Topic boxes are categorized into different display levels, each with distinct AI labels and granularity. The broad display level offers the most encompassing topic boxes with five labels. The intermediate display level provides more specific topic boxes with four labels, and the narrow display level delivers the most detailed topic boxes, featuring three targeted labels.
In the example table below, a particular grant record (Title: Multi-Omics Core C, Grant number: P01HL158500, appl ID 11010885) has been assigned the following topic boxes and AI labels for each display level:
| Display level | AI topic box labels* |
Example Grant attributions for the entire topic box (heat mapping) # of docs | % Human (MeSH)| % Research | % Training |
| Broad | Algorithms |
189,413 | 42.50 | 86.27 | 3.65 |
| Intermediate | Informatics |
207,948 | 45.36 | 82.61 | 7.68 |
| Narrow | Proteogenomics |
35,220 | 30.29 | 91.30 | 3.36 |
* As mentioned above, the AI labels are made up of the most relevant terms to help you understand the content of the topic box. The data in the third column above can be found using the Accessible Table; MeSH stands for Medical Subject Headings. Note the above data were recorded on 12-11-2025 and are subject to change as records are added to the database and assigned to these same topic boxes. Learn more about the heat mapping metrics here.
Below is an example of the iSearch Analytics visualization if you were viewing the intermediate display level for the aforementioned grant record. Notice the AI labels in the Topic Explorer visualization are identical to the intermediate AI labels in the second column of the table above:
What is the technical process for deriving the AI labels?
The semantic meaning of all documents in a dataset is converted into a collection of mathematical vectors. In this case, the initial training set includes: title, abstract, and specific aims of all grant records, title and abstract of publications, title (brief and official) and brief summary of clinical trials, and lastly, title and abstract of patents, for all of the corpus to March 2021. The vectors are then used to determine the number of topics and assign each document to a topic based on the location of its vector in multi-dimensional space. The AI labels used are the terms with vectors closest to the centroid vector of each topic; these capture the central tendency of the corresponding documents. Results are then quality checked for duplication and descriptiveness across display levels.
Is this the same LM technology that powers ChatGPT, sciBERT, and GPT4?
Yes, although the OPA LM does not have the same issues as current LM (e.g. hallucinations, misinformation) because it is discriminative AI, not generative AI. Discriminative AI is trained on labeled data, allowing it to be able to distinguish between varying data classes.
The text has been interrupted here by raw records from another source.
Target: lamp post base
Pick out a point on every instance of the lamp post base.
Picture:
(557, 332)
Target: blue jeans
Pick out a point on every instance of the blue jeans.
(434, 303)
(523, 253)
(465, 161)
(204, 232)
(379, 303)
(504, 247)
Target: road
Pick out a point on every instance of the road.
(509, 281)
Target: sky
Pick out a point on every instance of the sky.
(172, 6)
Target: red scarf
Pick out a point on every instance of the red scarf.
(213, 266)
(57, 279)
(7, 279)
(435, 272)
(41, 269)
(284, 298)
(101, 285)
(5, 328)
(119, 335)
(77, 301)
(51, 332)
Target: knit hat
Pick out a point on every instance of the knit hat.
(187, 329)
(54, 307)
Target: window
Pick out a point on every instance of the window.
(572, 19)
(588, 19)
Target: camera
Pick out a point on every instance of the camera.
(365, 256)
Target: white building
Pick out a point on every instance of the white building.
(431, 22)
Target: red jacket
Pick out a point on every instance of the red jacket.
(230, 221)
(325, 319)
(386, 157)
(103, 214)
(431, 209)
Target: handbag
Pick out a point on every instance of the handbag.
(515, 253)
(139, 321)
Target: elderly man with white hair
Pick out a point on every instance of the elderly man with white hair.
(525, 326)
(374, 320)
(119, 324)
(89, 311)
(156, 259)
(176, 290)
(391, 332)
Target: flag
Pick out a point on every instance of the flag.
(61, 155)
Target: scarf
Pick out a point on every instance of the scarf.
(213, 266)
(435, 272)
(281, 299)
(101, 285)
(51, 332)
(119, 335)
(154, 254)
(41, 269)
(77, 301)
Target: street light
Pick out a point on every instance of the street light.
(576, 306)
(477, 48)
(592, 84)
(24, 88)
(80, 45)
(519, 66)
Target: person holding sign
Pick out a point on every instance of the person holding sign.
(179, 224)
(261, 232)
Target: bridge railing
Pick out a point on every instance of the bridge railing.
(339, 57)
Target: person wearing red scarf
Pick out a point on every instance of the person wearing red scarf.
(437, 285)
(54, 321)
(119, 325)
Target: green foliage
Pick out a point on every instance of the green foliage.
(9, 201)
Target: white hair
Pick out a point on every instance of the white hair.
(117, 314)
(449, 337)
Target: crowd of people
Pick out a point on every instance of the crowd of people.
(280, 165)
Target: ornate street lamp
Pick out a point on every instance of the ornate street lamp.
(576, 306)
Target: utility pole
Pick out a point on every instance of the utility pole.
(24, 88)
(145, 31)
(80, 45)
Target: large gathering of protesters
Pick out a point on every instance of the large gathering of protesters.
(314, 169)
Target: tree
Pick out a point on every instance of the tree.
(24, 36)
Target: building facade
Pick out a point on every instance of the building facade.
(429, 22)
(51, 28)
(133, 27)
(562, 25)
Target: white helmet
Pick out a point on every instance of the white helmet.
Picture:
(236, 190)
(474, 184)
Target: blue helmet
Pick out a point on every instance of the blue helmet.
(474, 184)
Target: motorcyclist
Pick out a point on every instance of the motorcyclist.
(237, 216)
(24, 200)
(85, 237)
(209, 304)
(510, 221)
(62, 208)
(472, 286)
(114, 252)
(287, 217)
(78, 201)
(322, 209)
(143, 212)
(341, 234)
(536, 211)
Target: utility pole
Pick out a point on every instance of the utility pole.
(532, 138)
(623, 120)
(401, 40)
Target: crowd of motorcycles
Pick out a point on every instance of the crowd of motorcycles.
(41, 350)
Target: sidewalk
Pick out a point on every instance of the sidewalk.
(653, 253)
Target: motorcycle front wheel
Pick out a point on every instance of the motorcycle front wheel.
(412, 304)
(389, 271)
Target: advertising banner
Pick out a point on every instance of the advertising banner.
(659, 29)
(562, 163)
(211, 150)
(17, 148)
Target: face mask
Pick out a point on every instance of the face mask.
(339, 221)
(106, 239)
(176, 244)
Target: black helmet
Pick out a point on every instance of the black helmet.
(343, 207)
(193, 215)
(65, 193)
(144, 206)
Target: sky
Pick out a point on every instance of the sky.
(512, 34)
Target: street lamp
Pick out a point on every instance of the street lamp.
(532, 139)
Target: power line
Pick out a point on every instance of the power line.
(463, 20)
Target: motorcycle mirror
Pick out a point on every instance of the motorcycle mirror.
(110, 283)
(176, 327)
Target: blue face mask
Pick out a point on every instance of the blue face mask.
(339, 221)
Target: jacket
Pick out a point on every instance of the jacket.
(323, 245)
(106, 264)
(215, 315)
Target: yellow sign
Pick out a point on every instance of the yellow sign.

The OPA LM has been trained on major scientific categories such as grant records, publications, preprints, and clinical trials data, which are updated regularly. Generative AI, on the other hand, produces text/images based on user provided prompts. The latter uses the entirely of the internet to provide the user results.
How are new documents/records allocated to topics?
The algorithm generates word vectors for each document using:
- Grant records: title and abstract
- Literature (publications and preprints): title and abstract
- Clinical trials: title (brief and official), brief summary, detailed description, keywords and intervention (name and description)
The word vectors are then used to allocate the document to the appropriate cluster at each level.